The business or businesses that the acquirer obtains control of in a business combination.

acquirer

A[2]

The entity that obtains control of the acquiree.

acquisition date

A[3]

The date on which the acquirer obtains control of the acquiree.

business

A[4]

An integrated set of activities and assets that is capable of being conducted and managed for the purpose of providing goods or services to customers, generating investment income (such as dividends or interest) or generating other income from ordinary activities.

business combination

A[5]

A transaction or other event in which an acquirer obtains control of one or more businesses.
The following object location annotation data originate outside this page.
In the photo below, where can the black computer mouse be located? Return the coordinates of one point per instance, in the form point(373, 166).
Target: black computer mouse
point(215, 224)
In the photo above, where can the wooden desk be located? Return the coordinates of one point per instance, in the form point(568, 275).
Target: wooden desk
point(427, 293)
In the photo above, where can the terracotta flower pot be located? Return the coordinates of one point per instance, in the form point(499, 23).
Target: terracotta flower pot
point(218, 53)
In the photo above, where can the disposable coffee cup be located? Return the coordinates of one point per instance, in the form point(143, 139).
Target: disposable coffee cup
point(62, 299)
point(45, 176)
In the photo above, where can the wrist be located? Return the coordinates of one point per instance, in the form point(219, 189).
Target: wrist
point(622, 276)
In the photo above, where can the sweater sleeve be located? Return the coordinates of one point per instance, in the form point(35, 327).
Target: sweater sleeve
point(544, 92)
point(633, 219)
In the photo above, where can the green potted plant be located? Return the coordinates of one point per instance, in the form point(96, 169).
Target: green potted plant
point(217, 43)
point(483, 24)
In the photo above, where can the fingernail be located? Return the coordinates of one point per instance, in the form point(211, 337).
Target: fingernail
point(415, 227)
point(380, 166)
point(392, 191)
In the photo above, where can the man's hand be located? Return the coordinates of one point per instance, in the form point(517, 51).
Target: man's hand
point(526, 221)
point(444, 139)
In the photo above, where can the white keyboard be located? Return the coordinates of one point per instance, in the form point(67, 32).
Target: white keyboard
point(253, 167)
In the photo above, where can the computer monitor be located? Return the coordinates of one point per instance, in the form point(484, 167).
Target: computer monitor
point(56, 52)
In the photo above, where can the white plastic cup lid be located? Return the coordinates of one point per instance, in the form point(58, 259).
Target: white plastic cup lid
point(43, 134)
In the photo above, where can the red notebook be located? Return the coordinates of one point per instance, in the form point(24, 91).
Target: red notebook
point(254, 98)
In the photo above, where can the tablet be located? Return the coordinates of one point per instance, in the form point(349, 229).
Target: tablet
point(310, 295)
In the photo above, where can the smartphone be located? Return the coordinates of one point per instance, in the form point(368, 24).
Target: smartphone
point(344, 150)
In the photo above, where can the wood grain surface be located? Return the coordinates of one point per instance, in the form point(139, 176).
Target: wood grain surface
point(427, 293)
Transactions sometimes referred to as ‘true mergers’ or ‘mergers of equals’ are also business combinations as that term is used in this Standard.

contingent consideration

A[6]

Usually, an obligation of the acquirer to transfer additional assets or equity interests to the former owners of an acquiree as part of the exchange for control of the acquiree if specified future events occur or conditions are met. However, contingent consideration also may give the acquirer the right to the return of previously transferred consideration if specified conditions are met.

equity interests

A[7]

For the purposes of this Standard, equity interests is used broadly to mean ownership interests of investor-owned entities and owner, member or participant interests of mutual entities.

fair value

A[8]

Fair value is the price that would be received to sell an asset or paid to transfer a liability in an orderly transaction between market participants at the measurement date. (See AASB 13.)

goodwill

A[9]

An asset representing the future economic benefits arising from other assets acquired in a business combination that are not individually identified and separately recognised.

identifiable

A[10]

An asset is identifiable if it either:

(a)            is separable, ie capable of being separated or divided from the entity and sold, transferred, licensed, rented or exchanged, either individually or together with a related contract, identifiable asset or liability, regardless of whether the entity intends to do so; or

(b)           arises from contractual or other legal rights, regardless of whether those rights are transferable or separable from the entity or from other rights and obligations.

intangible asset

A[11]

An identifiable non-monetary asset without physical substance.

mutual entity

A[12]

An entity, other than an investor-owned entity, that provides dividends, lower costs or other economic benefits directly to its owners, members or participants. For example, a mutual insurance company, a credit union and a co-operative entity are all mutual entities.

non-controlling interest

A[13]

The equity in a subsidiary not attributable, directly or indirectly, to a parent.

owners

A[14]

For the purposes of this Standard, owners is used broadly to include holders of equity interests of investor-owned entities and owners or members of, or participants in, mutual entities.